MongoDB Aggregation Pipeline

The aggregation pipeline is MongoDB's most powerful tool for data analysis. It processes documents through a series of stages, where each stage transforms the data in some way. The output of one stage becomes the input for the next, similar to an assembly line in a factory — raw material enters at one end, passes through several operations, and a finished product comes out the other end.

Aggregation goes far beyond simple filtering. It can group documents, calculate totals, reshape data structures, count records, compute averages, and much more — all within a single query.

How the Pipeline Works

The aggregation pipeline is an array of stages. Each stage is an object with a stage operator as the key.

db.collection.aggregate([
  { <stage1> },
  { <stage2> },
  { <stage3> }
])

All examples use a sales collection:

db.sales.insertMany([
  { product: "Laptop", category: "Electronics", quantity: 2, price: 55000, city: "Delhi", month: "January" },
  { product: "Phone", category: "Electronics", quantity: 5, price: 18000, city: "Mumbai", month: "January" },
  { product: "Desk Chair", category: "Furniture", quantity: 3, price: 8500, city: "Delhi", month: "February" },
  { product: "Notebook", category: "Stationery", quantity: 20, price: 120, city: "Pune", month: "January" },
  { product: "Monitor", category: "Electronics", quantity: 1, price: 18000, city: "Mumbai", month: "February" },
  { product: "Pen Set", category: "Stationery", quantity: 50, price: 80, city: "Delhi", month: "February" }
])

Stage 1: $match — Filter Documents

The $match stage filters documents based on a condition, just like the find() filter.

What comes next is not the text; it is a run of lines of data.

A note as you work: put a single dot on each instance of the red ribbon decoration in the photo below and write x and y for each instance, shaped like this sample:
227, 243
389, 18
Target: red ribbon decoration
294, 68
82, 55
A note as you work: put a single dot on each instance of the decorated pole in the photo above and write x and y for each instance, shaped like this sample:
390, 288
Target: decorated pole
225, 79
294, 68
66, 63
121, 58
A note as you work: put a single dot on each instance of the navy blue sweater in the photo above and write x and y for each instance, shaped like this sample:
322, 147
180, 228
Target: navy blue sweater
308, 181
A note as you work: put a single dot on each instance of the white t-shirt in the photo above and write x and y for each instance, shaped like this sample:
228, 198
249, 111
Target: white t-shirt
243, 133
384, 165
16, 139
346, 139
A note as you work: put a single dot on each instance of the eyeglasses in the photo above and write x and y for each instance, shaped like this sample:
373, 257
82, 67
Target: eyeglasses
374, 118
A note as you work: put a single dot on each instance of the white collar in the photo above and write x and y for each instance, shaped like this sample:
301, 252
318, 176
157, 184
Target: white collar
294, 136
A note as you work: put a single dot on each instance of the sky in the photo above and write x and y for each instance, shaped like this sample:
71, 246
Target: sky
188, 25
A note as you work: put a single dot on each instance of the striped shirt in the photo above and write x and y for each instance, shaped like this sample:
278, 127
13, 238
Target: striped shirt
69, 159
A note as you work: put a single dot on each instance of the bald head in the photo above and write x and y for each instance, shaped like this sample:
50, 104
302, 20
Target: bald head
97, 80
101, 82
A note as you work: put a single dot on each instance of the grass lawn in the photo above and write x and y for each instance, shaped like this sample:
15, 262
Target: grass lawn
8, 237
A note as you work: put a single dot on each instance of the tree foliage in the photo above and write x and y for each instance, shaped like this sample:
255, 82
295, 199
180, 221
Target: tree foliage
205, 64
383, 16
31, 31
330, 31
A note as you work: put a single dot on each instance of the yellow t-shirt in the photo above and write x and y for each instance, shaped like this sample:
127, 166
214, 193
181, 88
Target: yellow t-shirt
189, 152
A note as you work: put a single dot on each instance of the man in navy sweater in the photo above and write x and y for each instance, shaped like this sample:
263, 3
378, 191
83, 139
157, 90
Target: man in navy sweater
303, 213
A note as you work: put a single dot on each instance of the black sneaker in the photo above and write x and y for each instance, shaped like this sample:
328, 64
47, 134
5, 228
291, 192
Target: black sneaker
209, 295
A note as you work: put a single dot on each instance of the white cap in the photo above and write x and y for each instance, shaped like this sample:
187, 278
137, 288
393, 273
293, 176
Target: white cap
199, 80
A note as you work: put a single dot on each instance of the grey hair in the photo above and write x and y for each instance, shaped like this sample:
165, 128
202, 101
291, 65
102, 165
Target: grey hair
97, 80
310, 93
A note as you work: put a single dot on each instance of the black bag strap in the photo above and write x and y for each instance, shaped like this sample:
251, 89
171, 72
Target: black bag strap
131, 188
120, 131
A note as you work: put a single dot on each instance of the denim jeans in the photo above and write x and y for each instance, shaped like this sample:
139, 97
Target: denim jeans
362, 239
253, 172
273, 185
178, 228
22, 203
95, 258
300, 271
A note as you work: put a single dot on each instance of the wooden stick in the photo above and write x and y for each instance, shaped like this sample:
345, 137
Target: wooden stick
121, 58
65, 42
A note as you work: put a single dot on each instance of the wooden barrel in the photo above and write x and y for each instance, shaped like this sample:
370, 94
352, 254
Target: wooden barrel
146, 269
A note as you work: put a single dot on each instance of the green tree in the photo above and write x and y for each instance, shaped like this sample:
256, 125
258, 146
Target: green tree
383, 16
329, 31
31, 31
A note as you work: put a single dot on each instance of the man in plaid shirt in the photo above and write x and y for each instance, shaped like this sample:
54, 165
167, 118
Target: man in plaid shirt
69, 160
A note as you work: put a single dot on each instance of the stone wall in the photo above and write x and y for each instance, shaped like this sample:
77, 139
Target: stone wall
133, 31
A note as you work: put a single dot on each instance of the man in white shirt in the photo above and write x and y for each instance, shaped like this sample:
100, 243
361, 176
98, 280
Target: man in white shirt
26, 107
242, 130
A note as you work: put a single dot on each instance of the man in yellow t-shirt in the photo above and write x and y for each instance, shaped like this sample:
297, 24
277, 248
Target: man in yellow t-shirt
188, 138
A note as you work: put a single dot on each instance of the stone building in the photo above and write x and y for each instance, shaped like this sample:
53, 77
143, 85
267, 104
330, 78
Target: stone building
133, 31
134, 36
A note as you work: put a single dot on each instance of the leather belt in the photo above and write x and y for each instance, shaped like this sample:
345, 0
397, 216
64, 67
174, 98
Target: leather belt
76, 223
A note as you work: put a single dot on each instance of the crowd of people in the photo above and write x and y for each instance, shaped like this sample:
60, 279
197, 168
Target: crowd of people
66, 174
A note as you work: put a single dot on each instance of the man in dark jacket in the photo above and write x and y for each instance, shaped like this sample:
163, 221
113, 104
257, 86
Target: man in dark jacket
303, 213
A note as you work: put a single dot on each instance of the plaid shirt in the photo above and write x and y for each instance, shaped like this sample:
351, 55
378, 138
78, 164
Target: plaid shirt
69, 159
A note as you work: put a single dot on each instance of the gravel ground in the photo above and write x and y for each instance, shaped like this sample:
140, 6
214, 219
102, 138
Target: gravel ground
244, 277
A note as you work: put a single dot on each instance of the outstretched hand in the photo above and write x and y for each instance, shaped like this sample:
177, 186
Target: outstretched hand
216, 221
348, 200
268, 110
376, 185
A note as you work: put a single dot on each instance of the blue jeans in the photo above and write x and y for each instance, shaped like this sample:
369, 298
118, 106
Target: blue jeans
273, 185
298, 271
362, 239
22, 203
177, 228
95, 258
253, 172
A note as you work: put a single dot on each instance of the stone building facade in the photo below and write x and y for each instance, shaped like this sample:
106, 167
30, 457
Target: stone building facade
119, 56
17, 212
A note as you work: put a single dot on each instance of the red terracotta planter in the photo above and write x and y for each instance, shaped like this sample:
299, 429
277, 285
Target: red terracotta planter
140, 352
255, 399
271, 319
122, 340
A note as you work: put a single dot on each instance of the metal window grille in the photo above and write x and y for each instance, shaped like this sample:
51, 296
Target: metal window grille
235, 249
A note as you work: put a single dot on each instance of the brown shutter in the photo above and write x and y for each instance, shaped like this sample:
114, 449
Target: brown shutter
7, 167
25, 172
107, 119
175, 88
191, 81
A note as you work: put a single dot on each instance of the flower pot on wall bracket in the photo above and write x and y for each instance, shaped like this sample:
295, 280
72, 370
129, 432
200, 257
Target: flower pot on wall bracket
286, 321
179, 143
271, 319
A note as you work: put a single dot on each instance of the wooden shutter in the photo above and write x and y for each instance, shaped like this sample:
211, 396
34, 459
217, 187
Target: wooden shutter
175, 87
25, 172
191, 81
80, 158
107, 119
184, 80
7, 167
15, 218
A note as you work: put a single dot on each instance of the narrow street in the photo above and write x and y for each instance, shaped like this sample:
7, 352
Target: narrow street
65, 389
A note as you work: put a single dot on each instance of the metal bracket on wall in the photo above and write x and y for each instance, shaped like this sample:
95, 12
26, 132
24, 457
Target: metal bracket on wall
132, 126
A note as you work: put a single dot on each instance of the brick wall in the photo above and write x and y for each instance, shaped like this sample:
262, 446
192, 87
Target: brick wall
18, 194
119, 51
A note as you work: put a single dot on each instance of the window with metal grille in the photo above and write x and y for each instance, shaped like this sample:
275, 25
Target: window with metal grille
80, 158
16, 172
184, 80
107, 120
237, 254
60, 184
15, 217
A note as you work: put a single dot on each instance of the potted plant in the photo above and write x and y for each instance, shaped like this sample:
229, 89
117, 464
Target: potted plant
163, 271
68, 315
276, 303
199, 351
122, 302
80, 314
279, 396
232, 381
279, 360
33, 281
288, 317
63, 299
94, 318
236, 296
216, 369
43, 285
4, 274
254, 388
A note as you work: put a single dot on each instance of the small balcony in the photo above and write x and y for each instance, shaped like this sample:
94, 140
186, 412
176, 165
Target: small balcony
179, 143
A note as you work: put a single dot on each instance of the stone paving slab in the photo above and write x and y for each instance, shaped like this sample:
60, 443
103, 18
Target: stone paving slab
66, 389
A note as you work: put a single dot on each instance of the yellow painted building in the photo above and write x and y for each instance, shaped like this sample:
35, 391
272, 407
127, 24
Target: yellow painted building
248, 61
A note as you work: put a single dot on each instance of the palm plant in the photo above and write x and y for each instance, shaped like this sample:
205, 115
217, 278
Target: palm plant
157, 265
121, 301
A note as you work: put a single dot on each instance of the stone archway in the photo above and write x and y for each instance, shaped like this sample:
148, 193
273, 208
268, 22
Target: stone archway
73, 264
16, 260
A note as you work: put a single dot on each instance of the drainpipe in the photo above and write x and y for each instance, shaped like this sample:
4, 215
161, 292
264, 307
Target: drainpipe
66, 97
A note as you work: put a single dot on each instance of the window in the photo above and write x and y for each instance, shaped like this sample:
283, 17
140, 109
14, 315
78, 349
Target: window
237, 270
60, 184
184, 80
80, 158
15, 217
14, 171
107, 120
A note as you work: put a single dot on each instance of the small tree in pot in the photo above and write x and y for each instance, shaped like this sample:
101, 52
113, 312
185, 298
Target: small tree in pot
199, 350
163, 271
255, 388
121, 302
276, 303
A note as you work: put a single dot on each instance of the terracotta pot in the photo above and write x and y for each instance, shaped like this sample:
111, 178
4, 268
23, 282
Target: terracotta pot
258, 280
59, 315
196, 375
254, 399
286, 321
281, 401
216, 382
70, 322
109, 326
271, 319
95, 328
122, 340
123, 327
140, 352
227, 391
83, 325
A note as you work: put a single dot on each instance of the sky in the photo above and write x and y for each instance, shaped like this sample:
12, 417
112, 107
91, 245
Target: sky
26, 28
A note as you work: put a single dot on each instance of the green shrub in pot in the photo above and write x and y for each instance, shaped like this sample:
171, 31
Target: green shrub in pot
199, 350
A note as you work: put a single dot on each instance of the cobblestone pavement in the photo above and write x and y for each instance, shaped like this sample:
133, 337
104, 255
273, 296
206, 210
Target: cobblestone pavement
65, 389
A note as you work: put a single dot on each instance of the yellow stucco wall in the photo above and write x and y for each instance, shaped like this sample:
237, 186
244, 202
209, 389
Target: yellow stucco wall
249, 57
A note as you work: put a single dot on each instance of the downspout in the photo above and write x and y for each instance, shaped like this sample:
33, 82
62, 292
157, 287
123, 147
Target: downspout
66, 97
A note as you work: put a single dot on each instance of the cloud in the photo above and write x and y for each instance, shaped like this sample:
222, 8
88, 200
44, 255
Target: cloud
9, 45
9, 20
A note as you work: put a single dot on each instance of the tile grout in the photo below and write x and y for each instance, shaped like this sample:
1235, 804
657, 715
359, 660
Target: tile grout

Placing $match early in the pipeline reduces the number of documents processed in later stages, improving performance.

db.sales.aggregate([
  { $match: { category: "Electronics" } }
])

This passes only Electronics documents to the next stage.

Stage 2: $group — Group and Summarize

The $group stage groups documents by a field and applies an accumulator function to compute values like sum, count, or average for each group.

db.sales.aggregate([
  {
    $group: {
      _id: "$category",
      totalRevenue: { $sum: { $multiply: ["$quantity", "$price"] } },
      totalItems: { $sum: "$quantity" }
    }
  }
])

Result:

{ "_id": "Electronics", "totalRevenue": 218000, "totalItems": 8 }
{ "_id": "Furniture", "totalRevenue": 25500, "totalItems": 3 }
{ "_id": "Stationery", "totalRevenue": 6400, "totalItems": 70 }

The _id field in $group defines the grouping key. $sum adds up values, and $multiply multiplies two fields together to compute revenue per sale.

Common Accumulator Operators for $group

AccumulatorPurpose
$sumAdds up all values in the group
$avgCalculates the average
$minReturns the smallest value in the group
$maxReturns the largest value in the group
$countCounts the number of documents in the group
$pushCollects all values into an array
$firstReturns the first value in the group
$lastReturns the last value in the group

Stage 3: $project — Reshape the Output

The $project stage controls which fields appear in the output and allows creating new computed fields.

db.sales.aggregate([
  {
    $project: {
      _id: 0,
      product: 1,
      city: 1,
      totalValue: { $multiply: ["$quantity", "$price"] }
    }
  }
])

Result:

{ "product": "Laptop", "city": "Delhi", "totalValue": 110000 }
{ "product": "Phone", "city": "Mumbai", "totalValue": 90000 }
...

$project calculates totalValue (quantity × price) as a new field in the output without storing it in the database.

Stage 4: $sort — Sort the Results

The $sort stage sorts documents in ascending (1) or descending (-1) order.

db.sales.aggregate([
  {
    $group: {
      _id: "$category",
      totalRevenue: { $sum: { $multiply: ["$quantity", "$price"] } }
    }
  },
  { $sort: { totalRevenue: -1 } }
])

This groups by category, calculates total revenue, and then sorts categories from highest to lowest revenue.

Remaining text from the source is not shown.